Elements of Due Diligence Report

The various elements of a due diligence report are as follows:

  • Financial Information: It comprises looking over copies of the last five years’ worth of audited financial statements, along with all associated notes and management’s analysis and comments.
  • Corporate Records: A target company’s primary formation documents, such as the articles or certificate of incorporation and bylaws, are reviewed by legal counsel. Consider that the target company is a corporation or that the operating agreement and certificate of organisation, along with any changes, are a limited liability company.
  • Debt: This involves analysing the seller’s debt in terms of loans, notes, cash advances, and security agreements; evaluating the lender relationship; and performing ongoing commercial code checks with each daughter company.
  • Employment and Labor: This section includes the full names of all executives, employees, and directors, as well as information about pensions, stock plans, profit sharing, deferred pay, and other benefits or non-salary compensation. It also includes information about any ongoing labour and employment law cases.
  • Legal: It includes copies of documents submitted to government authorities, including reports and licences, as well as information on any environmental duties and details of any legal disputes.
  • Technology: The evaluation of the technology available to the organisation is a crucial issue to take into account. A required evaluation is one that helps determine future course of action.
  • Agreements: All contracts made by the corporation and its subsidiaries, such as leases on real estate, partnerships, joint ventures, and agreements governing the marketing, commission, sales, and distribution of goods, among other important contracts.
  • Effect of Synergy: The result of synergy Making decisions is aided by the creation of synergy between the target firm and the current business.

Types of Due Diligence

  • Business Due Diligence: It entails investigating the participants to the deal, the prospects of the company, and the calibre of the investment. It entails a thorough investigation of the parties involved in a transaction, the future profitability of the firm, and the investment’s standard.
  • Financial Due Diligence: Here, financial, operational, and commercial hypotheses are verified. The acquiring business can now acquire a company with much less difficulty, which is a tremendous relief. Here, a thorough review of accounting principles, audit procedures, tax compliance, and internal controls is conducted. It provides the acquiring company with a clear image of the value of the acquisition.
  • Legal Due Diligence: It mostly concentrates on legal dangers, other legal matters, and the legal implications of a transaction. It looks for any legal obstacles or red flags. It encompasses both intra-corporate transactions and transactions between corporations. This diligence includes the currently existing documentation as well as several regulatory checklists.

Conclusion

The impacts and usefulness of a due diligence report are clear from the points above. Another compliance, carried out by numerous due diligence report service providers in India, is how the companies must follow the process. Companies must implement the aforementioned procedures in order for the transactions to be feasible; otherwise, it may be difficult for both sides to effectively finish the project agreement.

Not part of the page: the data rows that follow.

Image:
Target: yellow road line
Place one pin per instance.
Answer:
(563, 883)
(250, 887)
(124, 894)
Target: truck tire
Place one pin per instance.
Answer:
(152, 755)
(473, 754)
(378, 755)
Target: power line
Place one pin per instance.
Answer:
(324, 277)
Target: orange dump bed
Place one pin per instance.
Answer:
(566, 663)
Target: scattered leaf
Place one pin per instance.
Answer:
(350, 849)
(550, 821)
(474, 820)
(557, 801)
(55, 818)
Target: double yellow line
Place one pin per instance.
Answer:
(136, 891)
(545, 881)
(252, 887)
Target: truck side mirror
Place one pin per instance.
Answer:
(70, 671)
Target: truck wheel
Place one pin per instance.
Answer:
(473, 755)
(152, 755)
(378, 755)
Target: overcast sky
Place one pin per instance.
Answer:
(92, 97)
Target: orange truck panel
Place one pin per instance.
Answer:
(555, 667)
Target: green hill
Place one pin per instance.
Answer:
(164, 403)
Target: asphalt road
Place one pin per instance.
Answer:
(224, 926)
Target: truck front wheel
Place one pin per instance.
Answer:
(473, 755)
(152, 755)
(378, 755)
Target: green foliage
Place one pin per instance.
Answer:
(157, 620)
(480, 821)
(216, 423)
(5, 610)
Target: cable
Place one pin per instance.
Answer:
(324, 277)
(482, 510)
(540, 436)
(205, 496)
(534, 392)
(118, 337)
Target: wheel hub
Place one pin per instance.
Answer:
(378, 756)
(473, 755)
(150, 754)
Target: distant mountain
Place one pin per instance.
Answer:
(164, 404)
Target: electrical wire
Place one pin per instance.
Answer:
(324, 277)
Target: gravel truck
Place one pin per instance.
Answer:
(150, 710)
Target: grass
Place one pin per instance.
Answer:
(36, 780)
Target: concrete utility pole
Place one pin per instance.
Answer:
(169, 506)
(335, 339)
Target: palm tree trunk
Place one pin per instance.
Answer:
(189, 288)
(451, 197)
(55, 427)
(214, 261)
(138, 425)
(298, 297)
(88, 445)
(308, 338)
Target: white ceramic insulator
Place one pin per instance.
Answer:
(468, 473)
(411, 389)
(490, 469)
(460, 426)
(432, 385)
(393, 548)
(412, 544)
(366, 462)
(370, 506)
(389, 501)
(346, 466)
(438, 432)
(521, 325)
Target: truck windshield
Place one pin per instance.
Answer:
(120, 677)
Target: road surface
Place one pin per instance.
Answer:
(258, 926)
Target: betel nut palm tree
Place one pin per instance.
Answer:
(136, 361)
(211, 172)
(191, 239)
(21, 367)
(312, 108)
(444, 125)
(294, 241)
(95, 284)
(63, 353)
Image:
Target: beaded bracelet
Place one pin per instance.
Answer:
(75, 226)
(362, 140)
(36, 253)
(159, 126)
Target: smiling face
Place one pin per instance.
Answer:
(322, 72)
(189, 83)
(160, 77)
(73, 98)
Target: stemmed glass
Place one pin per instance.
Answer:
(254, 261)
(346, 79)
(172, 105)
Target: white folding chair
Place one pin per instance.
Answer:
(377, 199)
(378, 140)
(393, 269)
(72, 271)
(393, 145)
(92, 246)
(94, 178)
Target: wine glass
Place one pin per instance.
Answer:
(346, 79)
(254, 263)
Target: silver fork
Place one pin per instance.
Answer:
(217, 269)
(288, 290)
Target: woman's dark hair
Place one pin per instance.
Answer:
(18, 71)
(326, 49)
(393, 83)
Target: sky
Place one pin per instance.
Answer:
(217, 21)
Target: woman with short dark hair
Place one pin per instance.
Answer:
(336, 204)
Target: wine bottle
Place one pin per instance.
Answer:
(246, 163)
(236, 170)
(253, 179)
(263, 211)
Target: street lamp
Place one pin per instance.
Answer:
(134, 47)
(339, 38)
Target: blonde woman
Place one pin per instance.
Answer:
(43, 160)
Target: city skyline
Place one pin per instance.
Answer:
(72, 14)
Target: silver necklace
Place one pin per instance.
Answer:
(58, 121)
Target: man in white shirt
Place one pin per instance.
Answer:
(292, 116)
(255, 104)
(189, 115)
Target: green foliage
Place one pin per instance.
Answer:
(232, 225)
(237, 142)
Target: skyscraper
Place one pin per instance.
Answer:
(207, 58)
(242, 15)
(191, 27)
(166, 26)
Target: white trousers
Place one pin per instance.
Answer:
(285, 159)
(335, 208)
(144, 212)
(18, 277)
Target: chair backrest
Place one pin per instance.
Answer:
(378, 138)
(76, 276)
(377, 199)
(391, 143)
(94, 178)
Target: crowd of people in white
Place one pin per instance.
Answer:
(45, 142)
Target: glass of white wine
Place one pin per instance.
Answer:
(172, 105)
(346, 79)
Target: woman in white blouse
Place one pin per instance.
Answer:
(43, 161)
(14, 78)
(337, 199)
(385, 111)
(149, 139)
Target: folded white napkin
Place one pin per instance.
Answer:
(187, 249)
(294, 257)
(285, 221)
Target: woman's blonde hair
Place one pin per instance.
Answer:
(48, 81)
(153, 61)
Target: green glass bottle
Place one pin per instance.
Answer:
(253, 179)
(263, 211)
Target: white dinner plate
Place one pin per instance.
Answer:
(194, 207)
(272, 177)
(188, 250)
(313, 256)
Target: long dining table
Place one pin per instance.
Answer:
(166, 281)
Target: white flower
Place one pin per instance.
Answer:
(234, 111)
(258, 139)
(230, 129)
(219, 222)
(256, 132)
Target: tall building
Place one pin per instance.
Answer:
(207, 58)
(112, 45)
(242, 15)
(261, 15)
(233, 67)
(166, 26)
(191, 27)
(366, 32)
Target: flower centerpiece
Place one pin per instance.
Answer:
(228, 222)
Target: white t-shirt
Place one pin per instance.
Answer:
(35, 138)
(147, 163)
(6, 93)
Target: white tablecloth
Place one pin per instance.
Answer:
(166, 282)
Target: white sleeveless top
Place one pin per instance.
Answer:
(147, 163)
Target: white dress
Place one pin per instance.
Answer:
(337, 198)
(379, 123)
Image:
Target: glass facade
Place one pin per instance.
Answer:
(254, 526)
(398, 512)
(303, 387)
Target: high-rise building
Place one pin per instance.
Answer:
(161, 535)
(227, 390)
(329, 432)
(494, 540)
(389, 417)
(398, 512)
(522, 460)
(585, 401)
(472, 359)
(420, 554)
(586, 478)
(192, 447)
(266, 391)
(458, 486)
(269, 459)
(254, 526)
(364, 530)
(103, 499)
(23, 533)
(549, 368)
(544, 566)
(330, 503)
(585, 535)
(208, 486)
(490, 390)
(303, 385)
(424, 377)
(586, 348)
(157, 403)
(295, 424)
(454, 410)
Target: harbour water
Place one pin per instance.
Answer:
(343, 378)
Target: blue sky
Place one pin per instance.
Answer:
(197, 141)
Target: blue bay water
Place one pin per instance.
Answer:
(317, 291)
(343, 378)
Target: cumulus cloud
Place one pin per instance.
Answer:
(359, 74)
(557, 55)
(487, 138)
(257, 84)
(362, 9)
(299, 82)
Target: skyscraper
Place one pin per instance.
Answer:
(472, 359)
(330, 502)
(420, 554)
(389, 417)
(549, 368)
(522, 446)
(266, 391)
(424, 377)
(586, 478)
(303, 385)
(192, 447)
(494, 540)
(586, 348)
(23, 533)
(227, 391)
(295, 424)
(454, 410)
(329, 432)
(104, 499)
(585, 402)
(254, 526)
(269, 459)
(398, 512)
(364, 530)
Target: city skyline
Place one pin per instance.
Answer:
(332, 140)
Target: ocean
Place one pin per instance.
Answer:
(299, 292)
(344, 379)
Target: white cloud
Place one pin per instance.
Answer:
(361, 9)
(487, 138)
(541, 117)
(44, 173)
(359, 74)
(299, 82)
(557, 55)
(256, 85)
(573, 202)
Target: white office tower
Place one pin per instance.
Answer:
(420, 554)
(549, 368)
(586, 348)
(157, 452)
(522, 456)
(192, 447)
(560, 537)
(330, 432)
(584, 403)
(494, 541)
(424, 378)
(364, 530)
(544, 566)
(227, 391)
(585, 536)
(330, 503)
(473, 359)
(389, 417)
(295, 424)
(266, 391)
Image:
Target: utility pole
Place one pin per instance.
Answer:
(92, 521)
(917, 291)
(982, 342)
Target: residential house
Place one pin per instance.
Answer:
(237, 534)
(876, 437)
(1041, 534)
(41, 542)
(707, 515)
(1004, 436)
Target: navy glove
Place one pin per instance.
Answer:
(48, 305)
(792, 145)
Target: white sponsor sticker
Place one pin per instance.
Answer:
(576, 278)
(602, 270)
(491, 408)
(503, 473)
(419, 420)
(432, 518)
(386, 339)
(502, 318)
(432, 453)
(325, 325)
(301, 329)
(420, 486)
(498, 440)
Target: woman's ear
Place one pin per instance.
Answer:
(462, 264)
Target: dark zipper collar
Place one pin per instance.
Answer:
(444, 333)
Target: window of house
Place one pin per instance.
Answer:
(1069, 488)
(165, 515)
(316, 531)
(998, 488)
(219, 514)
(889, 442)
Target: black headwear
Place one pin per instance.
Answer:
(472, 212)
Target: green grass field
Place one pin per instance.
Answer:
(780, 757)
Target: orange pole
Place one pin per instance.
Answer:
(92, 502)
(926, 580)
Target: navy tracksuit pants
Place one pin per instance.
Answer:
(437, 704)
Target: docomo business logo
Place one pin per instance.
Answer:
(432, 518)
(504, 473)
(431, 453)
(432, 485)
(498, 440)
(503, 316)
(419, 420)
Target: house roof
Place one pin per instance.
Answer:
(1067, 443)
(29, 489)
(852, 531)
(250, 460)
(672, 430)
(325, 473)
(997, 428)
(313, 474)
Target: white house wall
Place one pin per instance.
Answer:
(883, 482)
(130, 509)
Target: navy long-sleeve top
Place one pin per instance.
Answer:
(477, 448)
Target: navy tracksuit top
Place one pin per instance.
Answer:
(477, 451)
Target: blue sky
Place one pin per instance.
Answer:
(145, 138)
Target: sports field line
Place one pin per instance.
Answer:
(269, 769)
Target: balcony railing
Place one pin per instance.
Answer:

The due diligence report should give you the amount of assurance you want regarding the possible investment and any associated risks. The report needs to be able to give the acquiring firm enough information to prevent the signing of any onerous contracts that might compromise the current return on investment. No specific rule oversees this process because it is more of a diligence method than a compliance attempt. Each business must complete this crucial phase in order to make investments and assess its overall health.